German university agrees to abide by Chinese law

The Free University of Berlin, one of Germany’s top universities, has become the subject of criticism by the country’s lawmakers after a contract to help the university train up to 20 Chinese language teachers a year was obtained by local newspaper Tagesspiegel (in German).

Times Higher Education reports that the university “had signed a contract binding it to abide by Chinese law while accepting hundreds of thousands of euros [€500,000 or $548,967] from China to set up a professorship to establish a Chinese teacher training programme.” German lawmakers were quick to criticize the contract’s terms, per Times Higher Education:  

German lawmakers have criticized the Free University of Berlin (FU) over the terms, which critics fear give the Chinese government leverage to prevent teaching about subjects such as the 1989 Tiananmen Square massacre and Tibet.

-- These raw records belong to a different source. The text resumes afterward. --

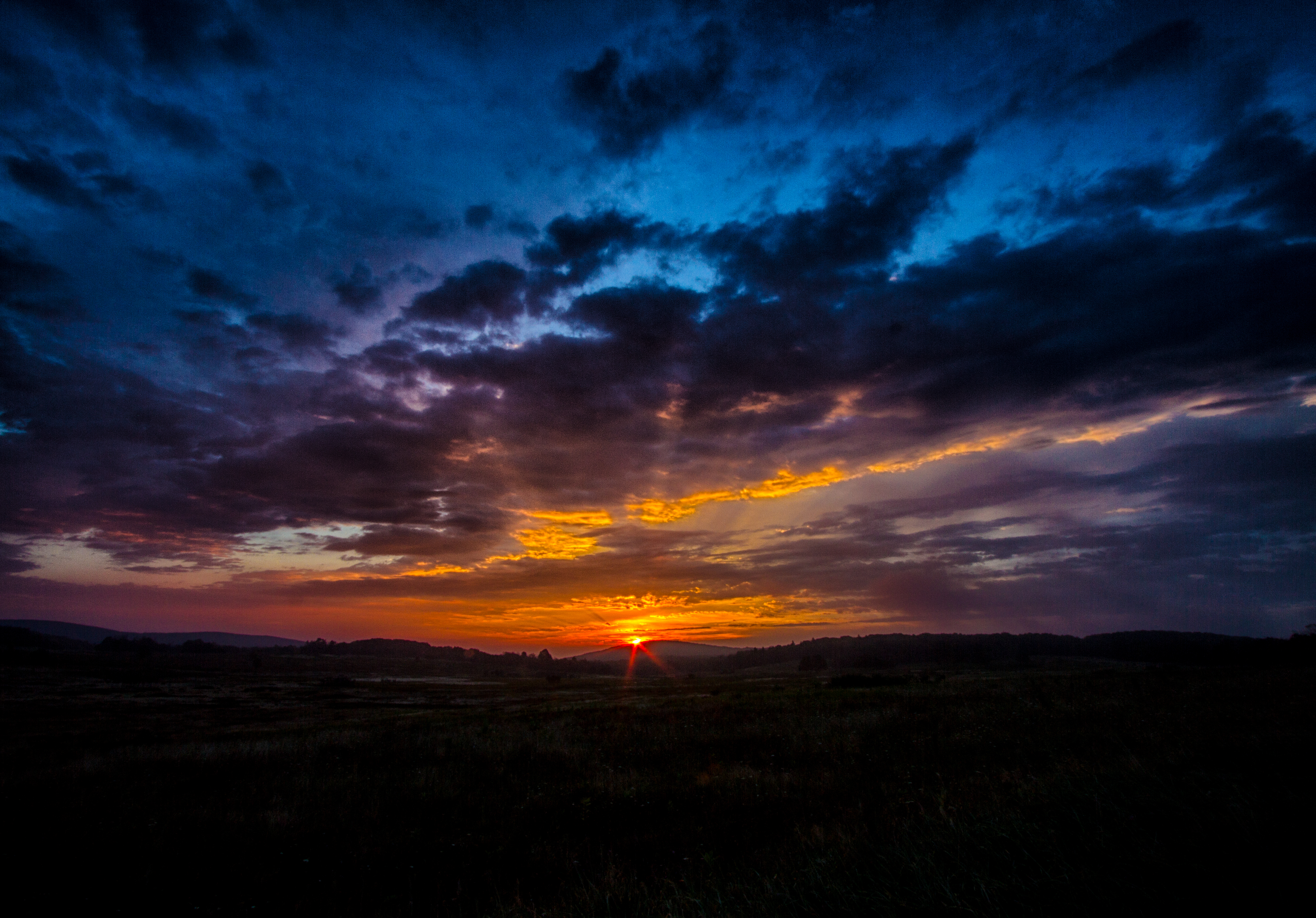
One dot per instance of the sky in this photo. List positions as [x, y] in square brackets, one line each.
[553, 325]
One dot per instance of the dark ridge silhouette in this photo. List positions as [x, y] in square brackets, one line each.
[95, 634]
[880, 652]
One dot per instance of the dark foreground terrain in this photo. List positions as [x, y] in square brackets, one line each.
[313, 786]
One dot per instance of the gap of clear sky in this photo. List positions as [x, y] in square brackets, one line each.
[520, 325]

The contract, obtained by the Berlin newspaper Tagesspiegel, allows the Chinese side to reduce or halt funding if any element of the programme contravenes Chinese law.

Other clauses also place the FU at the mercy of political pressure from China, critics argue. Each year, Hanban — the agency that runs controversial Confucius Institutes in Western universities and is the contractual partner of the FU — is allowed to revoke the agreement at its discretion, according to Tagesspiegel. If the FU wants to end the agreement, however, the conditions are more onerous.

The revelations follow a letter dated January 20 addressed to the university and signed by its alumni, including Sinologist David Missal, that called the academic agreement “untenable,” as it renders curriculum content susceptible to Chinese Communist Party influence.

Higher Times Education reports that the Berlin Senate will investigate the contract.